I met Margaret in the early 1970s. We met at Evangel Hall, a social service ministry of the church in Toronto. I was a rather callow, uninformed student at the time and she must have noticed this by my fumbling words about her work. True to her outspoken nature, she tartly told me that she wasn't doing social work there “to help” people; she was simply showing up, being there, where God wanted her to be! She graciously left me with a fresh poem in my markedup copy of The Dumbfounding, entitled Re: Luke 13:22-33, and dated March 16, 1971. I do not believe it has ever been published so I would like to share it as a tribute to her seemingly artless, yet great artistic skill and abiding Christian faith, which has often sustained and illuminated me in my own personal devotions.
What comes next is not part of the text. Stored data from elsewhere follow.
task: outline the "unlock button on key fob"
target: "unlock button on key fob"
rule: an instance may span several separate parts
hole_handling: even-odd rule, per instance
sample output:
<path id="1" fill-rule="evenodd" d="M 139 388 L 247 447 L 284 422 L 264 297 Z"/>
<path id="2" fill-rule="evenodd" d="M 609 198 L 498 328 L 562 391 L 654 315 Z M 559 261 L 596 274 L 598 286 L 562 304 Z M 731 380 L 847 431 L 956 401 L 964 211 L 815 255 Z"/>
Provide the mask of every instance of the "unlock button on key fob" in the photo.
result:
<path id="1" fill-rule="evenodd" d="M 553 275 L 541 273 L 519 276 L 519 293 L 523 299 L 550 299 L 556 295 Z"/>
The Kingdom-come Voice tells us to make for the o-be-joyful fiesta as our King makes for the tree. 'Everybody, of course?' Only the few who force their way through the door that must crush the First, before. 'How can we help but run away from the war when the One gets killed and the others die & leave us alone in the way?' The two to Emmaus were three with an o-be-joyful at close of day. 'O such be our finding always!'
Her other volumes include No Time, Not Yet but Still, and Concrete and Wild Carrots. I will miss her voice. I heartily recommend her work to you!